Çağdaş ülkelerde tek polis ekibninin görünmediğini ifade eden Kahya, "Bize bu noktada fazla polisi afişe etmek istemiyoruz. Çok fazla resmi görevler yüklemiyoruz. Çok fazla polis merkezi yapmak istemiyoruz. Çok fazla ekibe ulaşmak istiyoruz. Bunu sağlamak için polis merkezilerini azaltma gibi konseptimiz var. Nezarethanede bir görevli, telsizin başında bir polis, kapıda, orada var burada polis var. İfade alan arkadaşlar var. Baktığınızda çok fazla polisi çok fazla ekonomik kullanmadığımızı düşünüyoruz. Mahalleleri parselleyip her parsel içine ekip koymayı planlıyoruz. Ekibin en uzak yere 4 dakikada ulaşmasını sağlamaya çalışıyoruz" diye konuştu.

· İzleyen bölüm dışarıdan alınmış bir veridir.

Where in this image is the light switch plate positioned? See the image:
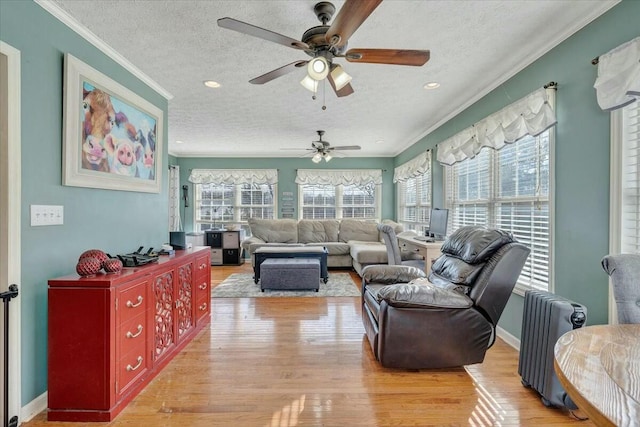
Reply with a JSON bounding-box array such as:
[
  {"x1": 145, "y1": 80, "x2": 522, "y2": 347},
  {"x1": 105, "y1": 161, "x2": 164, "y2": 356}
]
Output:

"ÇELİK KASAYA PARA KOYMAYIN"
Vatandaşların genellikle çelik kasaları güvenli olarak gördüklerini ancak hırsızın artık çelik kasayı açmak yerine komple götürdüğüne dikkat çeken Kahya, "Çelik kasada kesinlikle güvensiz. Kasalara koyacağınız günlük şeyler olsun. Akşamları bırakıp gidiyorsunuz. Onun için kasalarda fazla para koymayın. Tatillerde özellikle kasalara para koymayın. Lütfen paraları bankaya yatırın" dedi. Çocuklara yönelik çalışmaların olduğunu söyleyen Kahya, suçlu çocuk olmadığını, suça itilen çocuk olduğunu vurguladı. Ailesi tarafından sahipsiz bırakılan çocukların kimle oturduğunun belli olmadığını belirten Kahya, "614 çocuğumuzu sokakta çalışan özellikle sporu sevdireceğiz. Bunlara şehrin turistik mekanlarını da gezdireceğiz. Bu çocukları yüzme havuzlarına götüreceğiz sinemaya tiyatroya götüreceğiz" diye konuştu.